If you link to a person’s site and talk about how great their site is you can let them know that you linked to their site. In this case it is not about eitquette as much as developing a relationship. The I want to say that your work is valuable, so let’s connect can be powerful. At the same time, you never know if someone will not want their information shared on competitors sites. I do not believe that you will necessarily have to tell them in advance, but it can not hurt to give them 24 hours notice.
Ok great. Thanks.
Let me know what you eventually decide to do?
I help contribute to my company’s blog and I was unsure of some of the etiquette when linking to non-commercial works. For instance, I recently saw a great work by an artist which I wanted to write about in my blog with attribution and a link to the artist’s website.
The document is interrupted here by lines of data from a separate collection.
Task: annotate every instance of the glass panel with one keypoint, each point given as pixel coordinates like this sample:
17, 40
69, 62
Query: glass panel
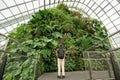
93, 7
107, 8
100, 13
91, 3
15, 10
106, 21
115, 16
114, 2
1, 17
9, 28
104, 4
6, 13
117, 7
110, 12
2, 5
22, 8
3, 31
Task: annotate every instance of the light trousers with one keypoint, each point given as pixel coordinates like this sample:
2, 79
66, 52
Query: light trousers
61, 67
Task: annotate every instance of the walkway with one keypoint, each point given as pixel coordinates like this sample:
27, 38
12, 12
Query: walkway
76, 75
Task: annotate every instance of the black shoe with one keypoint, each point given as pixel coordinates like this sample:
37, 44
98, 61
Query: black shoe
58, 77
63, 76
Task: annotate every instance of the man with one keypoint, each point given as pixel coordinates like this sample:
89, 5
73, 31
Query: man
60, 54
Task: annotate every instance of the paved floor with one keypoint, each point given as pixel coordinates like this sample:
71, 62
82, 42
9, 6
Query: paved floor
76, 75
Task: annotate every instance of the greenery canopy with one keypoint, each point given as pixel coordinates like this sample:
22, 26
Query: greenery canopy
39, 39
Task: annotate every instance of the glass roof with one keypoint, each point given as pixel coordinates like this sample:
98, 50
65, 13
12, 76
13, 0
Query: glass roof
14, 12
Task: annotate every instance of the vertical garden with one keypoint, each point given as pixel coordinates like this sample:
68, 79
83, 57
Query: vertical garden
37, 41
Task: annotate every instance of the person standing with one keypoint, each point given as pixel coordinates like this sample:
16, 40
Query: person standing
60, 54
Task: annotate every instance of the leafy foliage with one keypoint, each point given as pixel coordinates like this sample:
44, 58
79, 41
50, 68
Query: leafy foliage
39, 39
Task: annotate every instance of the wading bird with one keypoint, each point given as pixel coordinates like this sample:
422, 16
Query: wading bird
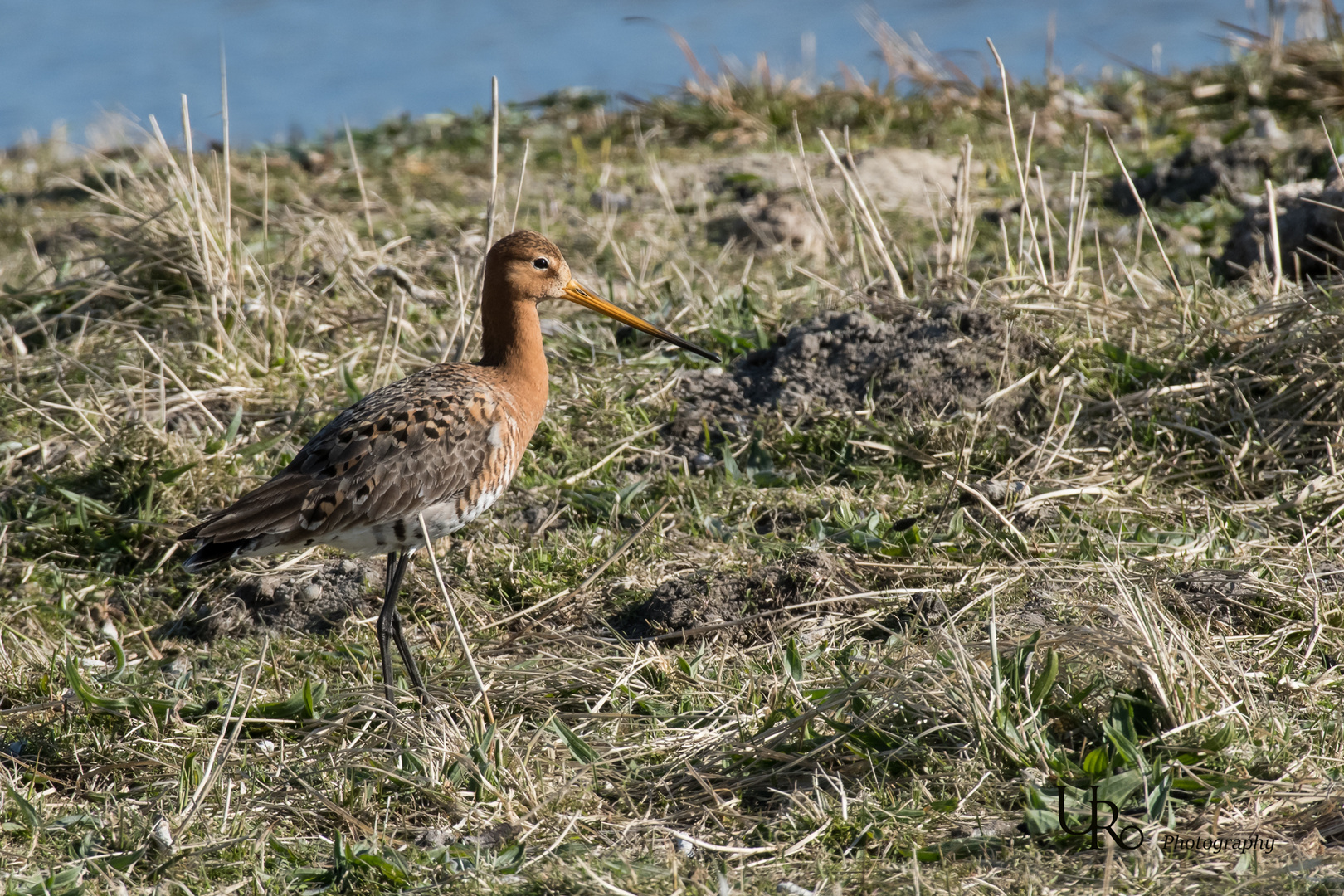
442, 442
If my blog was a non-commercial entity, I would feel okay about this as long as I gave credit. However, since it is a blog on a commercial site, would this be unethical? Do I just need to email the artist for permission or is giving credit enough? One of the artists I wanted to feature had been on several other blogs, but these blogs were not commercial entities.
Is your blog for artists? If you give them credit and let them know you should be ok. Are you in the same field as the artist? Are they a competitor? In the end it will depend upon the artist.
If I had to contact Facebook or Twitter every time I mentioned their site it would be enough to strangle myself. It’s awkward. Should I contact them and let them know I mentioned them in my blog?
Not everytime, but at least mention that this is trademarked somewhere in your post, page, or website. Sometimes the sites already have use policies.
Is there a good model for replying, referring, and discussing ? Just because you arrived at their site does not mean they can treat you poorly. If you give them credit and let them know you should be ok. Driving traffic takes time.
Are you coming from the blogger or commenter side?